Looks like that’s probably just down to it being a Diodes Inc part vs a TI part. They should be functionally identical, at least for most of the high level specs you’d be concerned with.
That’s a big ‘maybe’, but I very much don’t like doing that. Leaving inputs undriven can cause some wacky behaviour. I would sooner pull the pin in a direction that it needs, such as a pull-up, and then include a warning that this maybe glitch high briefly on startup so it should be used for low-stakes control like lighting or a fan, definitely not spindle control etc.
Another approach is that you can control the output enable line so that on boot the outputs are disabled, then it doesn’t matter as much that the inputs are floating. It’s still not ideal but it’s better. That would need something like pull-downs on the output as well.

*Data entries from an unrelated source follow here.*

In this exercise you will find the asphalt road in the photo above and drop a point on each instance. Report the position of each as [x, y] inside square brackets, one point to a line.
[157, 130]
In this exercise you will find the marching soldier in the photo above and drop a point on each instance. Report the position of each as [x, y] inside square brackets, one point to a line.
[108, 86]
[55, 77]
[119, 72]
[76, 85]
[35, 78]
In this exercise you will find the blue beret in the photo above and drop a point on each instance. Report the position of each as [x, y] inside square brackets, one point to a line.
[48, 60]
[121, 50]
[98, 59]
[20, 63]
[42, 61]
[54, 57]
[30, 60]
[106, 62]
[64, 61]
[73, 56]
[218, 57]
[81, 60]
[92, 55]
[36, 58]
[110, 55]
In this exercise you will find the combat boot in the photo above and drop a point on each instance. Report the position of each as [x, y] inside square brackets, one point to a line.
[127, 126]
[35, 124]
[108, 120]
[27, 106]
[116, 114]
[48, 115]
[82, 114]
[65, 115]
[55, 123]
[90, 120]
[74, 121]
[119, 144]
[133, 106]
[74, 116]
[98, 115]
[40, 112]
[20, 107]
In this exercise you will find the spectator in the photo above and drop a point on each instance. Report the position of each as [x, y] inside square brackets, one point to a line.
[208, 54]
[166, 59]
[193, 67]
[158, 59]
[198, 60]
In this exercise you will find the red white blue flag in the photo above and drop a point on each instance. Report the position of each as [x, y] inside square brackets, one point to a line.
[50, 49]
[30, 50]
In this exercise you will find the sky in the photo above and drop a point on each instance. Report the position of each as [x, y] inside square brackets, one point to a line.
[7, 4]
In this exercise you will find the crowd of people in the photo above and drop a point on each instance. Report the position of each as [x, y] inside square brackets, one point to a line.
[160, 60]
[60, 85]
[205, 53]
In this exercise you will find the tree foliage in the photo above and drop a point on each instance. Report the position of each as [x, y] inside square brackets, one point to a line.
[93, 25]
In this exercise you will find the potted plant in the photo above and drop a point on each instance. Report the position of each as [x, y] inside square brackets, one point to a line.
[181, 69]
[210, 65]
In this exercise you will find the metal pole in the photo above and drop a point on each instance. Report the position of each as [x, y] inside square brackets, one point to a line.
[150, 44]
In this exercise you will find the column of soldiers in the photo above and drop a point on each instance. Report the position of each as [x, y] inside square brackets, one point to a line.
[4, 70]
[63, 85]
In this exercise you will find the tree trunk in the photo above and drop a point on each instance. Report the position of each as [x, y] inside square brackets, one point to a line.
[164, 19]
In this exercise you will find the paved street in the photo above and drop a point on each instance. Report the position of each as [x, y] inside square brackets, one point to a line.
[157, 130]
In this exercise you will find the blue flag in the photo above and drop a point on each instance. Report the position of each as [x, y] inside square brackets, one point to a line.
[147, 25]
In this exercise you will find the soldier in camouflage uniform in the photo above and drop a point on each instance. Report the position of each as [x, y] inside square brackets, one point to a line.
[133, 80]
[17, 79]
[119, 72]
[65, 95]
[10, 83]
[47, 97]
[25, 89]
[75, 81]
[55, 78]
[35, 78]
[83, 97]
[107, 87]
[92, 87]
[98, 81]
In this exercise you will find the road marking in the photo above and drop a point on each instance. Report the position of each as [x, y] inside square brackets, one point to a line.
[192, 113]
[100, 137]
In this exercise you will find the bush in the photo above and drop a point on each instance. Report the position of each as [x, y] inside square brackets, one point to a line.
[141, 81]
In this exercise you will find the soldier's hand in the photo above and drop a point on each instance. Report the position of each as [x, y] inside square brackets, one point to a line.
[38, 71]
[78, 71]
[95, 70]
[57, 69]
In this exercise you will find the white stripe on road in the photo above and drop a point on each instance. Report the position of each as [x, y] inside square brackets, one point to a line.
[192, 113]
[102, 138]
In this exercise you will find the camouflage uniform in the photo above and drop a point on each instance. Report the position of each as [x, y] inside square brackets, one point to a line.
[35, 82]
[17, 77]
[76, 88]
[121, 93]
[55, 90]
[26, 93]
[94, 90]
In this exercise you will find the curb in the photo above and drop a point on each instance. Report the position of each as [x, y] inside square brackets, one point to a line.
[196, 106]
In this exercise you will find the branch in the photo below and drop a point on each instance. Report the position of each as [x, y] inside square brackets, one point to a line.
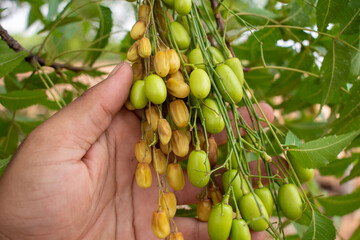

They also don’t have anything between the logic output and the header which is something I dislike. Bare minimum there should be a resistor there, ideally resistor capacitor, even more ideally resistor, capacitor, ESD/surge protection etc. etc.
Edit: To clarify, leaving a logic input in an undefined state can cause worse things than just an undefined output, it can lead to it oscillating and max output frequency or drawing significant current. For a brief period on startup it’ll likely be fine, but it’s definitely not ideal.
At the very least I would consider trying to find out how much pull-down you can get away with. It may be that the ESP32 is ok with a 1Meg pulldown on that pin or something, which would still be a lot better than nothing given that the input leakage spec on the 125 buffer is 1uA, so 1MR should be enough to keep it defined to 0.8V or below in most cases.